II. La loyauté évoque davantage notre rapport personnel, souvent intime, avec l’institution elle-même.
A cet égard, dans le devoir de loyauté, s’insère en premier lieu le principe de légalité. C’est par rapport à la loi seule que le juge doit se déterminer, à l’abri de toute forme d’influence, qu’elle procède de la pression des personnes ou des idées, des appartenances ou des systèmes de pensée.
Mais la loyauté nous amène aussi à l’image collégiale du corps judiciaire devant le regard du public. La loyauté en ce sens nous oblige à lutter contre la propension à l’individualisme, à la personnalisation de la décision judiciaire à travers l’identité propre du juge.

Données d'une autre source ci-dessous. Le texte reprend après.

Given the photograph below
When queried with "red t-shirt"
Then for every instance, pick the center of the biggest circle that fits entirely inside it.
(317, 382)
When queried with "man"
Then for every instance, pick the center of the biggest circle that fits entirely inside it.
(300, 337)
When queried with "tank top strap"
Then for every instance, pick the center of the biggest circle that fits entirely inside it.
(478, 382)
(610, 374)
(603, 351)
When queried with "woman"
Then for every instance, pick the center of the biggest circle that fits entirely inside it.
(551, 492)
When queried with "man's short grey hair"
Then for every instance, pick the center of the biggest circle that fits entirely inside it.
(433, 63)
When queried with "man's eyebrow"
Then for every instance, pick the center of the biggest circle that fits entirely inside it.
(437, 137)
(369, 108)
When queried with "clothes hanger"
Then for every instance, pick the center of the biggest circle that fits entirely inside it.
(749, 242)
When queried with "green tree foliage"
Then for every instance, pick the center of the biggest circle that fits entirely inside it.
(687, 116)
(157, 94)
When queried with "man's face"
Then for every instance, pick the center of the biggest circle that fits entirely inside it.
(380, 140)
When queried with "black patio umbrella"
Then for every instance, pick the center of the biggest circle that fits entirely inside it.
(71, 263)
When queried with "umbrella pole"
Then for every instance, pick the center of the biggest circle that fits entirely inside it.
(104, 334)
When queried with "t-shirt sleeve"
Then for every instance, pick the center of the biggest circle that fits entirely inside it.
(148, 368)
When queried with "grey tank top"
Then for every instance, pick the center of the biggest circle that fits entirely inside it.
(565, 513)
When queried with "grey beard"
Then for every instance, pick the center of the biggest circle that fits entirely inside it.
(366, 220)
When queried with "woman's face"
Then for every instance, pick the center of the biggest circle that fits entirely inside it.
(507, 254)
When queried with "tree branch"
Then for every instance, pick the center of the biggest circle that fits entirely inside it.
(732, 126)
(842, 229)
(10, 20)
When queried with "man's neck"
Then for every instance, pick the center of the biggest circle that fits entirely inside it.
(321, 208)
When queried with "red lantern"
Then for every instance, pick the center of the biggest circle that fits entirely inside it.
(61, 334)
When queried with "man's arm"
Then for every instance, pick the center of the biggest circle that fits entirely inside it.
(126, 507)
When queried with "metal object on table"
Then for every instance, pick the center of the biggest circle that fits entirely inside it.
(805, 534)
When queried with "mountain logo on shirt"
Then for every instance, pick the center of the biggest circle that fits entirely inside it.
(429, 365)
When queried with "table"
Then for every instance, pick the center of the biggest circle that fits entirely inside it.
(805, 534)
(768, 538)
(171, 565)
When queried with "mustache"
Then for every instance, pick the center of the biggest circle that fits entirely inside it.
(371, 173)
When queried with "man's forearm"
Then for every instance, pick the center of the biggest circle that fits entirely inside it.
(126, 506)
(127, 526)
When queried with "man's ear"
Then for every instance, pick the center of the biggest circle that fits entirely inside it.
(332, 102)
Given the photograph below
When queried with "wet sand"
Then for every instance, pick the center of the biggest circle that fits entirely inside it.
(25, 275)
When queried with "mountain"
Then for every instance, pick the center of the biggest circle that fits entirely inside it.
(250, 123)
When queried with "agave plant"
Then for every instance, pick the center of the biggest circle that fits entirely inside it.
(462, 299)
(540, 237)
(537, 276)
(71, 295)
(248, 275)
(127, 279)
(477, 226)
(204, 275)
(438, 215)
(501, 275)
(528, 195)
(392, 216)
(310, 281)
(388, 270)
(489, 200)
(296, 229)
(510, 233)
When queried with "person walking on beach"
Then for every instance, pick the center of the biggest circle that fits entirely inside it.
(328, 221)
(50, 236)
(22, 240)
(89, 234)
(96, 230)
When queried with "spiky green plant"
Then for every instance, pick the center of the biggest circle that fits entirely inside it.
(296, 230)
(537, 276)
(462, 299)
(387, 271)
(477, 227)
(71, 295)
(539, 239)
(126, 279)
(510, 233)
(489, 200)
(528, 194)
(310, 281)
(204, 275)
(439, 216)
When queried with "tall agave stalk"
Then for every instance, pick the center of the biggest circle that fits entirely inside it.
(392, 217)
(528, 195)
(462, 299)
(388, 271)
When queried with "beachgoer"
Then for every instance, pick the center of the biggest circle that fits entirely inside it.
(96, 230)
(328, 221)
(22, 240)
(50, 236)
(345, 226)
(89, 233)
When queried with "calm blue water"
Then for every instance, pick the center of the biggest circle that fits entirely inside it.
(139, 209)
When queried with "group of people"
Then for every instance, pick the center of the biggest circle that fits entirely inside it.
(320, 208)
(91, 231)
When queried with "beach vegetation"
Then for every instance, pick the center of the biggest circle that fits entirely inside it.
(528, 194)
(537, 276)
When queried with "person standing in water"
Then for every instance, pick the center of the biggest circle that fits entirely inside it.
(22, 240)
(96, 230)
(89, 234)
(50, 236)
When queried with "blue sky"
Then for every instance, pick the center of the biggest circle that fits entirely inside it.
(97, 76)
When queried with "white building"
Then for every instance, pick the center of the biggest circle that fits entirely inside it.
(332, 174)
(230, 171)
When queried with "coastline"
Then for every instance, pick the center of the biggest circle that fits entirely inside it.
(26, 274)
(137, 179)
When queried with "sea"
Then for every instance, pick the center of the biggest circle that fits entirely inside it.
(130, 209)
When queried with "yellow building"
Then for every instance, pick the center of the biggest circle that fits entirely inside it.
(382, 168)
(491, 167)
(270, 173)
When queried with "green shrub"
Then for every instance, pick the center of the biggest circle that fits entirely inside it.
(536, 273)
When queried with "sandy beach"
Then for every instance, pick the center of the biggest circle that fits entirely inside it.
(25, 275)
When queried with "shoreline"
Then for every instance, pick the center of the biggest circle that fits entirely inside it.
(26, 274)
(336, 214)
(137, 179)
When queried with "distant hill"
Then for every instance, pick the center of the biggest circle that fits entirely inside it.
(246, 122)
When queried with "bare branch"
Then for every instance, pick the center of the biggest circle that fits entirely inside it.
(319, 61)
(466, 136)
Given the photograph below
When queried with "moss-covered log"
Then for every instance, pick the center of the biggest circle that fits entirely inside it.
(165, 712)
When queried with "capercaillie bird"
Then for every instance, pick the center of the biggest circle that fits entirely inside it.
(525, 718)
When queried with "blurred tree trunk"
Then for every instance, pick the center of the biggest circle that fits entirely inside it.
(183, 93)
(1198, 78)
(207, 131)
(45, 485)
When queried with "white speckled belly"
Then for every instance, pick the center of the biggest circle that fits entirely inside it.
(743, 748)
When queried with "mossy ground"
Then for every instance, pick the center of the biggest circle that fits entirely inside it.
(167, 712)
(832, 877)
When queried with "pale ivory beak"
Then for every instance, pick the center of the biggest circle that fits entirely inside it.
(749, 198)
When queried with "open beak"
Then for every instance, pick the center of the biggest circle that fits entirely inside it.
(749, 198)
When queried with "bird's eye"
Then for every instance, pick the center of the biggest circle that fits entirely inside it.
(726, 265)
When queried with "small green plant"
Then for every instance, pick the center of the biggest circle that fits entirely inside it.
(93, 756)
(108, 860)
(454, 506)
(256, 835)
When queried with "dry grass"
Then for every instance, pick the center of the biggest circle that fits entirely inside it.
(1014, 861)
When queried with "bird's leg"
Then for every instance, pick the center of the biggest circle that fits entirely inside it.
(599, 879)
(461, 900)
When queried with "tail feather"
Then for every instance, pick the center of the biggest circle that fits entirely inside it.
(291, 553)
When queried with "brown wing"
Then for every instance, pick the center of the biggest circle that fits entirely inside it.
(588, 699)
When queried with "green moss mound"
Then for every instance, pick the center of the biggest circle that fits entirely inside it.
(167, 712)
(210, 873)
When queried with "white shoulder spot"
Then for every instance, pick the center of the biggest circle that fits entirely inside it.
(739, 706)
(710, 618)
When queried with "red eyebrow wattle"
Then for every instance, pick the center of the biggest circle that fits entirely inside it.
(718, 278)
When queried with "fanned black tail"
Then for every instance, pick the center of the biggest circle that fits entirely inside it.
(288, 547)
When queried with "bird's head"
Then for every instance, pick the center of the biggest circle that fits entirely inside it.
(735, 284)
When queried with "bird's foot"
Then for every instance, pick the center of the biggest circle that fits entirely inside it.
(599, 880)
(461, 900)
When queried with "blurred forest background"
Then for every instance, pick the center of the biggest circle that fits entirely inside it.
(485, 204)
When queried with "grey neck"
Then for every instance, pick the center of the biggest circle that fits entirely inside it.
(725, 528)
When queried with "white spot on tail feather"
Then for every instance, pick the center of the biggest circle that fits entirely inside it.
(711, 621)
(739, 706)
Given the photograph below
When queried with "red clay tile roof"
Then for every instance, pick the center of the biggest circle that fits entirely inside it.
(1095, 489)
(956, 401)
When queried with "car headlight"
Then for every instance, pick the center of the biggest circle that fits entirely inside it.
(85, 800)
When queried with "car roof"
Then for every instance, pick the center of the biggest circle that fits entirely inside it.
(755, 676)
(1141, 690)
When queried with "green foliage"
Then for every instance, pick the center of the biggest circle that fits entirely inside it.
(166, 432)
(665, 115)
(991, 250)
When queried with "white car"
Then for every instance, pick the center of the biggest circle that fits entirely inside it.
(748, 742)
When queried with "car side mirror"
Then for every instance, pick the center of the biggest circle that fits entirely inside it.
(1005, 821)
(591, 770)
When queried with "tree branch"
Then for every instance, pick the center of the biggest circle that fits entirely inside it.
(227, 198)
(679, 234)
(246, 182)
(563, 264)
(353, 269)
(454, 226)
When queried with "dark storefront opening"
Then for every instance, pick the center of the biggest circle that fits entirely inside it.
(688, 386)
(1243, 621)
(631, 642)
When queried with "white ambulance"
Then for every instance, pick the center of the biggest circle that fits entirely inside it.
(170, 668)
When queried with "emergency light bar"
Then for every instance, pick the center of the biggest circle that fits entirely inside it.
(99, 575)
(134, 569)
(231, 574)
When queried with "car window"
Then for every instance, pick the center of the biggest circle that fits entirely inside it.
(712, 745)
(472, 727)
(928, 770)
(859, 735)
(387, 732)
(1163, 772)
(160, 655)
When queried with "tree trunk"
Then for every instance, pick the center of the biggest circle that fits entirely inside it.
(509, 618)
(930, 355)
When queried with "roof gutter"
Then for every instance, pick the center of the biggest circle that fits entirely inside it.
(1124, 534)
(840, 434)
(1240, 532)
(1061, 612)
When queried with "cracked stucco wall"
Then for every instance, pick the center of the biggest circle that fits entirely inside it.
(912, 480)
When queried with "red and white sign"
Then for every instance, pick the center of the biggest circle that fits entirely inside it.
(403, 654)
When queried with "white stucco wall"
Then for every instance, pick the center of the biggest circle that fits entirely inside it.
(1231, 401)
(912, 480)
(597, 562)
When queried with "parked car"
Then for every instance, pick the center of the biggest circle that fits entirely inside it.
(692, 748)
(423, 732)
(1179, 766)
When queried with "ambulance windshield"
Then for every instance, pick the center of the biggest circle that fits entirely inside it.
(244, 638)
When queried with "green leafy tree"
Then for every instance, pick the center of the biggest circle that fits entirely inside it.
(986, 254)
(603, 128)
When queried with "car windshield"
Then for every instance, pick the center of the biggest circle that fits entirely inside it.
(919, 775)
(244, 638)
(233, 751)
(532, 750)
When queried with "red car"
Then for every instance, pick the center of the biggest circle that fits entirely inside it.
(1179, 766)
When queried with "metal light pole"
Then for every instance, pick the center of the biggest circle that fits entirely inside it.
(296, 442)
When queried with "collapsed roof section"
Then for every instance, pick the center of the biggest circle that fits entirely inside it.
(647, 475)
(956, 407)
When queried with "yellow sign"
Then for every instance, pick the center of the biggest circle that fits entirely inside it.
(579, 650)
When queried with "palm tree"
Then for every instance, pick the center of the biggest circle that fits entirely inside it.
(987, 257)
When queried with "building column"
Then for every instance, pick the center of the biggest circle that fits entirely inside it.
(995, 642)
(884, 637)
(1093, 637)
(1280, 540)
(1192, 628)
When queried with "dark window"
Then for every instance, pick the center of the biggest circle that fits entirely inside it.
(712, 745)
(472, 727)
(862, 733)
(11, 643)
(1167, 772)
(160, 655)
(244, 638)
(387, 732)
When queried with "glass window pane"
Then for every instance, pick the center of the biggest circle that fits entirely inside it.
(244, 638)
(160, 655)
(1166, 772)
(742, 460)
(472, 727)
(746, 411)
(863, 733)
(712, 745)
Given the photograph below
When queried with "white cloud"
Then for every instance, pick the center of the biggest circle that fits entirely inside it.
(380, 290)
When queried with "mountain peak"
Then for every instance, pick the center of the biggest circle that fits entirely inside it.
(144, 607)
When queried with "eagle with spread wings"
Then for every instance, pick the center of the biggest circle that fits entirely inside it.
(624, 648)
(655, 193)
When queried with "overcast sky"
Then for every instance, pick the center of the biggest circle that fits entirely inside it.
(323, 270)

La loyauté ainsi entendue met en valeur l’humilité attendue du juge, sa capacité à dominer ses propres tendances et ses réflexes intellectuels pour accepter les consensus qui se forment autour de lui et y adapter son activité.
La loyauté nous ramène ainsi au devoir de formation continue, à l’entretien de notre connaissance de la jurisprudence et des pratiques admises, de façon à mieux nous y inscrire, et à donner de la justice une image moins dispersée et plus prévisible.
Sur ce point, votre génération va connaître la révolution numérique par l’open data, c’est-à-dire la mise à disposition du public de l’ensemble des décisions judiciaires des différents degrés de juridiction.
Il faut s’attendre à ce que cette innovation, grâce aux algorithmes permettant de mettre en lumière les tendances, conduise à des décisions davantage harmonisées.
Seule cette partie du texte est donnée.